De puzzelvraag "Van buiten komend, zoals het vele personeel waar de overheid maar niet op kan bezuinigen" verwijst naar een specifiek begrip dat in de context van de overheid en haar personeel vaak voorkomt. Het antwoord op deze vraag bestaat uit zes letters en heeft betrekking op een type personeel dat van buiten de organisatie of overheid komt.
In de huidige tijd is het voor overheden een uitdaging om de kosten te beheersen, vooral als het gaat om personeel. Er zijn echter bepaalde functies en rollen die essentieel zijn en waar vaak niet op bezuinigd kan worden. Dit kan te maken hebben met de noodzaak van expertise, ervaring of specifieke vaardigheden die niet intern beschikbaar zijn.

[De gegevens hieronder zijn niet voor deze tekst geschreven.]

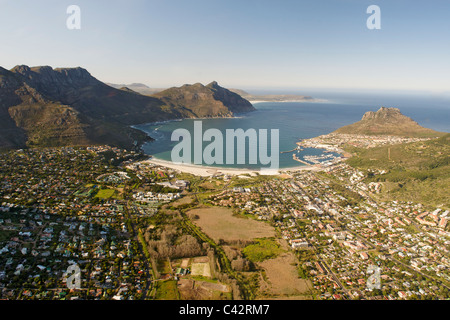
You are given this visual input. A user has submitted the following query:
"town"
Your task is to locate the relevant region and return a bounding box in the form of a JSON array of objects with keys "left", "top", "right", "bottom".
[{"left": 0, "top": 146, "right": 450, "bottom": 300}]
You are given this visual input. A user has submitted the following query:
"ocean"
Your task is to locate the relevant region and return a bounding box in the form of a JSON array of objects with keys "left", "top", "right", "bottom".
[{"left": 135, "top": 92, "right": 450, "bottom": 169}]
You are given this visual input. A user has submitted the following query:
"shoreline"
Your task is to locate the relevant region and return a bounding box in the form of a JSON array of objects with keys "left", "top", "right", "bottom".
[{"left": 141, "top": 157, "right": 321, "bottom": 177}]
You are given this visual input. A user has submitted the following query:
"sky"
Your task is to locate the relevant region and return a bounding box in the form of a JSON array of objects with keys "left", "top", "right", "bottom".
[{"left": 0, "top": 0, "right": 450, "bottom": 94}]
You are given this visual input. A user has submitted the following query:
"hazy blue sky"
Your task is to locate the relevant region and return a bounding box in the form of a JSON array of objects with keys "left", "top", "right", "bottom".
[{"left": 0, "top": 0, "right": 450, "bottom": 92}]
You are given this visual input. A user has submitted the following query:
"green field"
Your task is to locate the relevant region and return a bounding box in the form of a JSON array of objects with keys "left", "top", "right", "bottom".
[
  {"left": 242, "top": 238, "right": 283, "bottom": 262},
  {"left": 95, "top": 189, "right": 116, "bottom": 199},
  {"left": 155, "top": 280, "right": 180, "bottom": 300}
]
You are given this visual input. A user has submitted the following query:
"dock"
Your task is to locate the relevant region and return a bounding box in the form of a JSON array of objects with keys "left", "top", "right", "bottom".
[{"left": 292, "top": 154, "right": 312, "bottom": 166}]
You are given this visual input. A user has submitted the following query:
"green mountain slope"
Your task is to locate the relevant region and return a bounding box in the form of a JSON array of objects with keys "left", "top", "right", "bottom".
[
  {"left": 153, "top": 81, "right": 255, "bottom": 118},
  {"left": 0, "top": 65, "right": 254, "bottom": 148},
  {"left": 347, "top": 133, "right": 450, "bottom": 209}
]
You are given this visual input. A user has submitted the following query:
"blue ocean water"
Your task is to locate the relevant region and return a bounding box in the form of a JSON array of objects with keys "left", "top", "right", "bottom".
[{"left": 135, "top": 92, "right": 450, "bottom": 168}]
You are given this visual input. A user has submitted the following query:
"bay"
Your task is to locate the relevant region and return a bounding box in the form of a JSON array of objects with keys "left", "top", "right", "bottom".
[{"left": 135, "top": 93, "right": 450, "bottom": 169}]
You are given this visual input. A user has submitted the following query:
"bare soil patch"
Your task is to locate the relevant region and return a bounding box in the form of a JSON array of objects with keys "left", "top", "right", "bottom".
[{"left": 258, "top": 252, "right": 311, "bottom": 299}]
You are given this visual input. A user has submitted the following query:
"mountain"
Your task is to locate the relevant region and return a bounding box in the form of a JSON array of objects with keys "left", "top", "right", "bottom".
[
  {"left": 230, "top": 89, "right": 315, "bottom": 102},
  {"left": 106, "top": 82, "right": 166, "bottom": 96},
  {"left": 334, "top": 107, "right": 445, "bottom": 137},
  {"left": 152, "top": 81, "right": 255, "bottom": 118},
  {"left": 0, "top": 65, "right": 251, "bottom": 148}
]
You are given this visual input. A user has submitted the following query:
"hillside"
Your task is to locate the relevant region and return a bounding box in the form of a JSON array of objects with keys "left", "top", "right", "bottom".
[
  {"left": 334, "top": 107, "right": 445, "bottom": 138},
  {"left": 0, "top": 65, "right": 253, "bottom": 148},
  {"left": 106, "top": 82, "right": 166, "bottom": 96},
  {"left": 347, "top": 134, "right": 450, "bottom": 209},
  {"left": 153, "top": 81, "right": 255, "bottom": 118},
  {"left": 230, "top": 89, "right": 315, "bottom": 102}
]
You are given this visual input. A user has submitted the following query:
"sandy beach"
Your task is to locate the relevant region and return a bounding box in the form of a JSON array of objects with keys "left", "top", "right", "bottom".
[{"left": 141, "top": 158, "right": 319, "bottom": 177}]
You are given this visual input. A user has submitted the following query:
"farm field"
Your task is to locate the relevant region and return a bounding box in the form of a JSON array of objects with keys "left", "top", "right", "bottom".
[{"left": 187, "top": 207, "right": 275, "bottom": 242}]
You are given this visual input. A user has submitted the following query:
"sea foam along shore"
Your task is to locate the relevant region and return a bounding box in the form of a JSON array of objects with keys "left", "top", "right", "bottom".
[{"left": 141, "top": 157, "right": 319, "bottom": 177}]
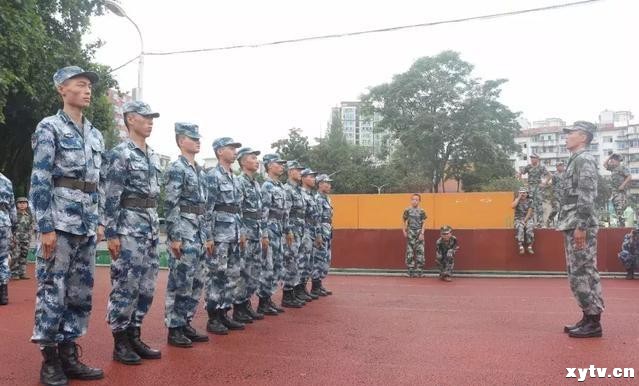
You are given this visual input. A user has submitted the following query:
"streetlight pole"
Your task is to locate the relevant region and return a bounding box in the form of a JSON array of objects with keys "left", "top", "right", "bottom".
[{"left": 104, "top": 0, "right": 144, "bottom": 100}]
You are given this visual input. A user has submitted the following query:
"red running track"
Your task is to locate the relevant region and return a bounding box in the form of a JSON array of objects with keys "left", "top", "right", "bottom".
[{"left": 0, "top": 268, "right": 639, "bottom": 386}]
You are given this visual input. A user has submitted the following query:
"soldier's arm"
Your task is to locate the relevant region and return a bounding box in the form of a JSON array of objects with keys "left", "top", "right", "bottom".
[
  {"left": 104, "top": 149, "right": 127, "bottom": 240},
  {"left": 29, "top": 122, "right": 55, "bottom": 233},
  {"left": 164, "top": 163, "right": 185, "bottom": 241},
  {"left": 576, "top": 161, "right": 597, "bottom": 230}
]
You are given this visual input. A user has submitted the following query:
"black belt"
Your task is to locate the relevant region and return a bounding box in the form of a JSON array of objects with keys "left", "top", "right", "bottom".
[
  {"left": 180, "top": 205, "right": 205, "bottom": 215},
  {"left": 242, "top": 212, "right": 262, "bottom": 220},
  {"left": 122, "top": 197, "right": 158, "bottom": 208},
  {"left": 213, "top": 204, "right": 240, "bottom": 214},
  {"left": 53, "top": 177, "right": 98, "bottom": 193}
]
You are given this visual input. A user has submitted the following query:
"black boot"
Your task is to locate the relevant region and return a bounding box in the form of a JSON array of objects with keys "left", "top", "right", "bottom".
[
  {"left": 206, "top": 308, "right": 229, "bottom": 335},
  {"left": 568, "top": 314, "right": 603, "bottom": 338},
  {"left": 311, "top": 279, "right": 326, "bottom": 298},
  {"left": 268, "top": 296, "right": 285, "bottom": 314},
  {"left": 257, "top": 298, "right": 279, "bottom": 316},
  {"left": 244, "top": 299, "right": 264, "bottom": 320},
  {"left": 564, "top": 313, "right": 586, "bottom": 334},
  {"left": 166, "top": 327, "right": 193, "bottom": 348},
  {"left": 222, "top": 307, "right": 244, "bottom": 330},
  {"left": 182, "top": 322, "right": 209, "bottom": 342},
  {"left": 0, "top": 284, "right": 9, "bottom": 306},
  {"left": 58, "top": 342, "right": 106, "bottom": 379},
  {"left": 113, "top": 330, "right": 142, "bottom": 365},
  {"left": 233, "top": 302, "right": 253, "bottom": 323},
  {"left": 40, "top": 346, "right": 67, "bottom": 386},
  {"left": 282, "top": 289, "right": 302, "bottom": 308},
  {"left": 320, "top": 280, "right": 333, "bottom": 296},
  {"left": 300, "top": 279, "right": 319, "bottom": 300},
  {"left": 624, "top": 268, "right": 635, "bottom": 280},
  {"left": 127, "top": 326, "right": 162, "bottom": 359}
]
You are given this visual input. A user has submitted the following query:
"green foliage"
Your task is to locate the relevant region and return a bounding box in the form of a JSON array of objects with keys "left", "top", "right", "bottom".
[
  {"left": 0, "top": 0, "right": 116, "bottom": 194},
  {"left": 363, "top": 51, "right": 519, "bottom": 191}
]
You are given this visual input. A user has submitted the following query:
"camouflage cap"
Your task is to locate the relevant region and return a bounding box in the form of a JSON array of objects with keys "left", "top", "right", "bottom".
[
  {"left": 237, "top": 147, "right": 261, "bottom": 161},
  {"left": 122, "top": 101, "right": 160, "bottom": 118},
  {"left": 262, "top": 153, "right": 286, "bottom": 166},
  {"left": 213, "top": 137, "right": 242, "bottom": 151},
  {"left": 175, "top": 122, "right": 202, "bottom": 139},
  {"left": 53, "top": 66, "right": 100, "bottom": 87},
  {"left": 302, "top": 168, "right": 317, "bottom": 177},
  {"left": 286, "top": 160, "right": 306, "bottom": 170},
  {"left": 563, "top": 121, "right": 597, "bottom": 137},
  {"left": 439, "top": 225, "right": 453, "bottom": 235},
  {"left": 315, "top": 174, "right": 333, "bottom": 184}
]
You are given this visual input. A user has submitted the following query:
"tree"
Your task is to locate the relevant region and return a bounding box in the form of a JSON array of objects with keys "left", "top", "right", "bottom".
[
  {"left": 271, "top": 128, "right": 310, "bottom": 165},
  {"left": 0, "top": 0, "right": 116, "bottom": 194},
  {"left": 363, "top": 51, "right": 519, "bottom": 192}
]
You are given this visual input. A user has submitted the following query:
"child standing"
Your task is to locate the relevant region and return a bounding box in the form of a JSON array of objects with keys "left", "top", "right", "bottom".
[
  {"left": 435, "top": 225, "right": 459, "bottom": 281},
  {"left": 402, "top": 193, "right": 426, "bottom": 277}
]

Het antwoord op de puzzel is "extern". Dit woord beschrijft personeel dat van buiten de organisatie wordt aangetrokken, vaak om tijdelijke of gespecialiseerde functies in te vullen. Extern personeel kan variëren van consultants tot tijdelijke medewerkers die specifieke projecten of taken uitvoeren.
Het gebruik van extern personeel kan zowel voordelen als nadelen met zich meebrengen. Aan de ene kant kan het de overheid helpen om snel in te spelen op veranderende behoeften en om expertise binnen te halen die anders misschien niet beschikbaar zou zijn. Aan de andere kant kan het ook leiden tot hogere kosten en een gebrek aan continuïteit binnen de organisatie.
In de context van de puzzel is het belangrijk om te begrijpen hoe extern personeel een rol speelt in de bredere discussie over overheidsuitgaven en personeelsbeheer. Het is een onderwerp dat vaak ter sprake komt in debatten over efficiëntie en effectiviteit binnen de publieke sector.